Paradossalmente,il crescente interesse che oggi la Jamahiriya,nome moderno per un antico paese,riscuote grazie al suo Sahara non inquinato dal turismo di massa,è dovuto proprio a quella sua inviolabilità turistica,ad una struttura alberghiera limitata che regala l’ebrezza di vagare indisturbati,sicuri che dietro l’angolo non ci si imbatterà in frotte di nasi per aria,di venditori di souvenir,di chioschi avvolti dal rumore di mille radioline,ma semplicemente in gente semplice ed ospitale,non ancora uniformata al turismo di massa.
Nell’oasi di Ghadames e nella città vecchia la circolazione dei mezzi a motore è impedita da divieti di origine “naturale”,da spazi e da vie troppo angusti per essere battuti se non a piedi.
Sulle tracce della storia
Probabilmente già abitata nel paleolitico,o almeno dal neolitico,Ghadames è certamente uno dei più antichi centri libici.
Cydamus è il primo nome con cui la storia ne attesta l’esistenza.Così infatti venne chiamamata dai romani che,al comando del proconsole Lucio Cornelio Balbo Minore,la occuparono nel 10 a.C.,sottraendola ai leggendari guerrieri Garamanti,descritti da Erodoto come i più veloci dell’epoca nell’attraversare il Sahara con bighe leggere trainate da quattro cavalli (così come testimoniano diverse pitture rupestri situate a sud dell’oasi).Ghadames rappresentò l’estremo punto meridionale dell’impero romano e di quegli immensi territori africani allora genericamente identificati sulle carte geografiche come “hic sunt leones”.
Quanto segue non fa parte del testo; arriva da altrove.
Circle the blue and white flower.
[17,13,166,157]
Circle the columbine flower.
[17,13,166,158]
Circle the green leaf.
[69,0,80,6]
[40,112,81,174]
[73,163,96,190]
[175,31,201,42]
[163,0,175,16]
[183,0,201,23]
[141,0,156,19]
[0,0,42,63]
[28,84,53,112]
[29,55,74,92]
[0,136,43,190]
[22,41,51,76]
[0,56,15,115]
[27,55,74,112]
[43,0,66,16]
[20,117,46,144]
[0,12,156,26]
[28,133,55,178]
Come il dominio si fosse mantenuto ed affermato non è del tutto noto,certo che alla fine del secondo secolo un distaccamento della terza legione,ricostruita dall’imperatore Settimo Severo nativo di Leptis Magna (città imperiale dei Severi),vi teneva una stabile sede fortificata.
La sua lontananza dal resto dell’Impero e la presenza di minacciose tribù locali costrinsero i Romani e concedere una quasi completa autonomia all’oasi.
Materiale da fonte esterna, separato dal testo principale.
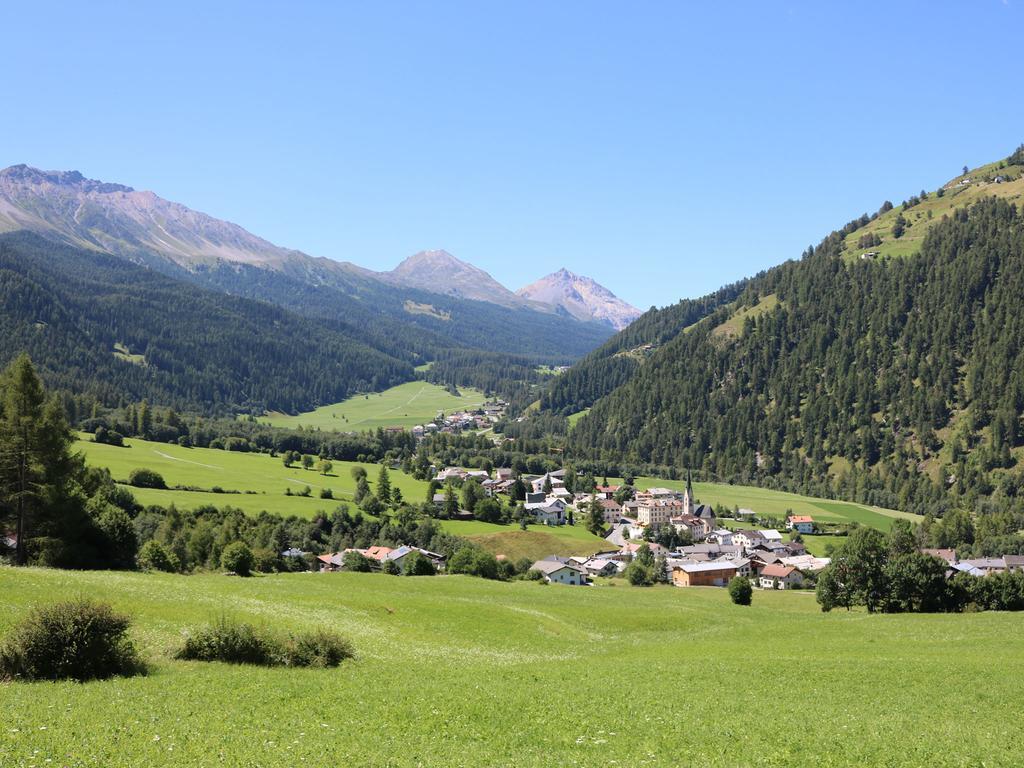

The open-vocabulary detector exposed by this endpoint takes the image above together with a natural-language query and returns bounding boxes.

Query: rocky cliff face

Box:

Il Duveryrier (noto esploratore – geologo francese del secolo scorso) raccolse in un giardino un frammento recante l’iscrizione che risaliva al regno di Alessandro Severo (221-235) e che attestava la presenza di una legione romana a presidio.
Alla scomparsa dei romani la storia diventa oscura,e se è quasi certo che i Vandali non vi penetrarono,vi giunsero invece i Bizantini che, esercitando indisturbati il loro dominio per quasi due secoli,dotarono la città di una certa importanza.
In quel periodo vissero a Ghadames quattro vescovi della Tripolitania e dai resti di una delle loro chiese gli arabi eressero una moscea (Sidi El Bedri o di Tinghessin) che ancor oggi è possibile visitare.La ricchezza delle colonne di marmo screziato,abbellite di capitelli di raffinata stilizzazione composita o bizantina,testimonia l’esistenza di un antico tempio innalzato a Diana oppure di una basilica cristiana dedicata alla Vergine,fatta erigere da Giustiniano Imperatore.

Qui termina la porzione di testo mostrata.